The one thing you can't sugarcoat is that he's *unwilling* to cut ties with her because he's too emotionally attached to her. And whenever you _have_ approached him about this situation, he's had no problem screaming right in your face and telling you he'll do whatever he wants and if you don't like it, he'll leave you, or he uses the standard cheater tool of deflecting and bringing up every wrong thing you've ever done since the day you were born. 

So while you're willing to continue making excuses for his inexcusable behavior, he has no problem telling you how little those 31 years *really* mean to him because he'll choose her over you every single time if you force his hand. That's who you're dancing so damned hard to keep - someone who has let you know you're nothing more than an OPTION to him at this point of his life.

Lastly, you need to spend a few hours reading infidelity boards. SO many betrayed wives thought for sure their husbands couldn't *possibly* be having an affair due to his oh-so-busy schedule and the fact that Miss Thang didn't live close by and/or didn't work there anymore. Plus, their husbands always got home at the same time every night, so he couldn't _possibly_ have been having an affair! 

*Wrong.*

Not surprisingly, these women all came to find out that their husbands had just been fooling around during business hours. They were taking extended lunch hours, occasionally leaving work a couple hours early for a 'doctor's appt.' or some other excuse, coming to work late in the morning due to a 'flat tire' or some other story, and for a lot of these cheaters, calling in sick for the whole day - but leaving home in the morning at the right time and coming back home in the evening at the right time. And these betrayed wives were NONE the wiser. If you do most of your talking during the day with him on his cell phone (and not his desk phone) and you're not in the habit of following him to work every morning and sitting outside his office watching him work all day then following him back home at quitting time, then you DON'T know what he's doing every minute he's not home during the day.

I'm sorry, but you *don't*.



> Im not being naive...


I'm sorry, but yes, you are being naive. Very, *very* naive.


----------



## She'sStillGotIt (Jul 30, 2016)

Spicy said:


> Simply put, if it is hurting you, it needs to stop.
> 
> I would say, “Babe, I love you very much, and I cherish our marriage. As I’ve mentioned, I am not comfortable with your relationship with Mary. Since my other attempts to discuss this with you have failed, I am making this _*final attempt*_. Your relationship with this woman, has put our marriage at risk. You may not view it that way, but there are two of us in this marriage and _*I view it that way*_. At this point, I need you to immediately cut all ties with Mary.
> 
> Somewhere, things went very wrong and she became your best friend, but that is my job, and I want it back. You and I need to refocus on each other, so we are back in that role for one another. We can’t work on our marriage if there are three people in it. So take a day, and decide if our 30 year marriage deserves your attention or if Mary does. I’m not willing to share you with her at all any longer. Personally, I want to work on our marriage, and I hope you will too. I’ll leave the decision to you. I’ll check back with you tomorrow to hear what your choice is and we will proceed accordingly.”

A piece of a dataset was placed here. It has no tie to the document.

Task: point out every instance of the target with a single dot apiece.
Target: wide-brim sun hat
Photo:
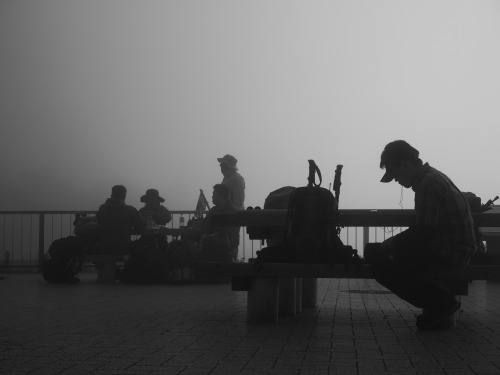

Wow, you're very sweet. Even if she does manage to get him to claim that he'll cut contact with her, he won't. It'll just be lip service, like most cheaters give their BS to appease them. He'll just take it deeper underground and stop calling her every weeknight and rubbing it in the OP's face, is all. He ain't about to let 3 years of so-called '_friendship_' with his lady love just fizzle out simply because his wife "mommy" told him he has to. 

He'll either stop the evening calls in front of the OP (but continue being in contact and likely still seeing her as well during the day) or he'll suddenly find a weeknight 'hobby' - like an astronomy club or bird-watching - so he can be away from home during the weeknights just so he can call her. And if the OP insists he keep his phone at home to prove to her that he's *not* calling his OW and that he's REALLY with his nerd bird-watching group in the park looking for the elusive speckled finch, he'll do that - and just buy himself a burner phone and use _that_ one, instead.

But he's not going to cut contact with his OW just because she asks him nicely. He's already told her loud and clear he'll leave her first before losing his 'best friend.'


----------



## LosingHim (Oct 20, 2015)

He’s cheating. That’s a full on affair. Period.


----------



## alte Dame (Aug 7, 2012)

It's so hard to wrap your mind around a life without him, BUT he has ruined your marriage in the last three years. He is giving the attention of a husband to an OW instead of to his wife, and he is daring you to live with it.

I've read about many cases like yours: long marriages, the H finds a new interest, but won't cut the cord with his wife. He stays in the marriage, blatantly engaging with the new woman, *torturing* his W. He won't leave after all these years. The W won't leave after all these years. They just live in their own combat zone until one of them goes senile or dies.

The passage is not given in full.